Advancing the State of The Art of Container Storage With Titus, Part 2

Disclaimer: This blog post is a deep dive in to the topic of Linux container storage, specifically looking at Netflix’s Open Source Titus container platform. Netflix happens to be my employer, but nothing in this blog post is secret or talk about anything that isn’t already open source.

In Part 1, I discussed the current state of the art of container storage with the CSI+kubernetes, and its limitations.

In this Part 2, I’ll discuss why mounting storage is difficult in containers, especially in user namespaces are in use.

Why can’t one just mount in a container?

If you try to mount in a docker container, with default settings, you will get permission denied:

# docker run ubuntu mount -t tmpfs none /mnt
mount: /mnt: permission denied.

Why? You are root, what other credentials do you need?

You have to be a little careful about interpreting the permission denied error. This error (EPERM) is coming from the syscall itself, which you can verify using strace:

mount("none", "/mnt", "tmpfs", 0, NULL) = -1 EPERM (Operation not permitted)

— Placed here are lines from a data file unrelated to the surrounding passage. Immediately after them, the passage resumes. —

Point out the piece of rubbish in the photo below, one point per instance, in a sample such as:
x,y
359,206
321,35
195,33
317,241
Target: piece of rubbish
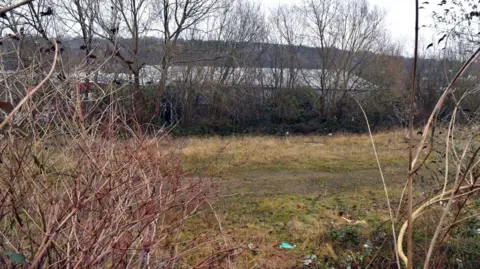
x,y
309,259
286,245
355,222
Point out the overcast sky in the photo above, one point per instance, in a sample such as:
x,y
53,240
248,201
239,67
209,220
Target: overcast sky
x,y
400,18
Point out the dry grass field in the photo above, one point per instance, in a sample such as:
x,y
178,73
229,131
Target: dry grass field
x,y
296,190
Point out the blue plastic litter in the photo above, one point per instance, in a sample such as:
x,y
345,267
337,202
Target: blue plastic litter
x,y
286,245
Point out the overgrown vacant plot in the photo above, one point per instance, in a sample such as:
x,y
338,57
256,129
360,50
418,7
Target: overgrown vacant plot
x,y
297,189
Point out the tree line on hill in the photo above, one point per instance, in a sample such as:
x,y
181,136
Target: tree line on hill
x,y
243,69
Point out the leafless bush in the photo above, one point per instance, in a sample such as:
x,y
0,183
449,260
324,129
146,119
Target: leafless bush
x,y
72,194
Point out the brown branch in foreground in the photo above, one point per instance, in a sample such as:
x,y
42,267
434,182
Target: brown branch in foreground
x,y
410,151
32,91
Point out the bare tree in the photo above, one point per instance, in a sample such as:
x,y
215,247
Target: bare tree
x,y
176,17
346,34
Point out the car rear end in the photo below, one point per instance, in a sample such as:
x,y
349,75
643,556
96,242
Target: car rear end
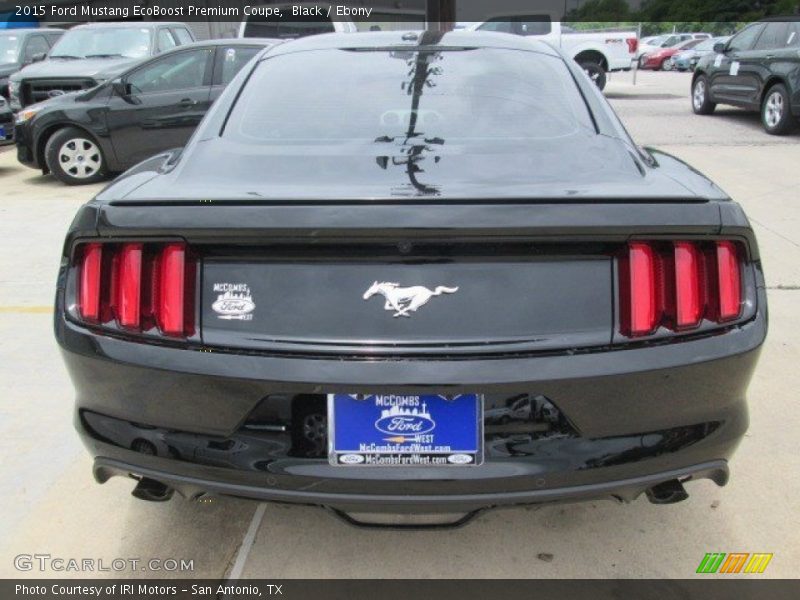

This first EPERM is due to seccomp. Seccomp is a Linux kernel feature that allows one to set a policy of which syscalls are allowed to be called. The seccomp mechanism is fine-grained, and the default policy that docker applies only allows mount() syscalls if CAP_SYS_ADMIN is enabled.

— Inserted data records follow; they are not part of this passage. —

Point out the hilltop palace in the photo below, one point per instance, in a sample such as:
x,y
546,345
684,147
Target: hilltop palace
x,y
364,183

So let’s enable it SYS_ADMIN, which should allow us to mount given that default policy?:

# docker run --cap-add SYS_ADMIN ubuntu mount -t tmpfs none /mnt
mount: /mnt: cannot mount none read-only.

Still not working? With strace we can reveal we get a different error, EACCES:

mount("none", "/mnt", "tmpfs", MS_RDONLY, NULL) = -1 EACCES (Permission denied)

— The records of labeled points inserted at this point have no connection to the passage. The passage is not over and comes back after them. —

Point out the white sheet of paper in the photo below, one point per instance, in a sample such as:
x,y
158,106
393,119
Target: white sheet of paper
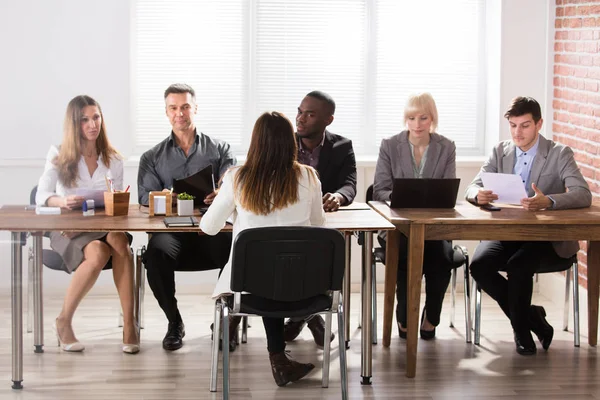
x,y
92,194
509,187
160,205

This EACCES is coming from AppArmor. AppArmor is yet another Linux security mechanism to do fine-grained syscall (as well as other things) access control. The default docker AppArmor profile denies mount.

So let’s disable AppArmor and keep SYS_ADMIN:

# docker run  --cap-add SYS_ADMIN --security-opt apparmor=unconfined ubuntu  mount  --verbose -t tmpfs none /mnt
mount: none mounted on /mnt.
#

No news is good news here. The mount worked!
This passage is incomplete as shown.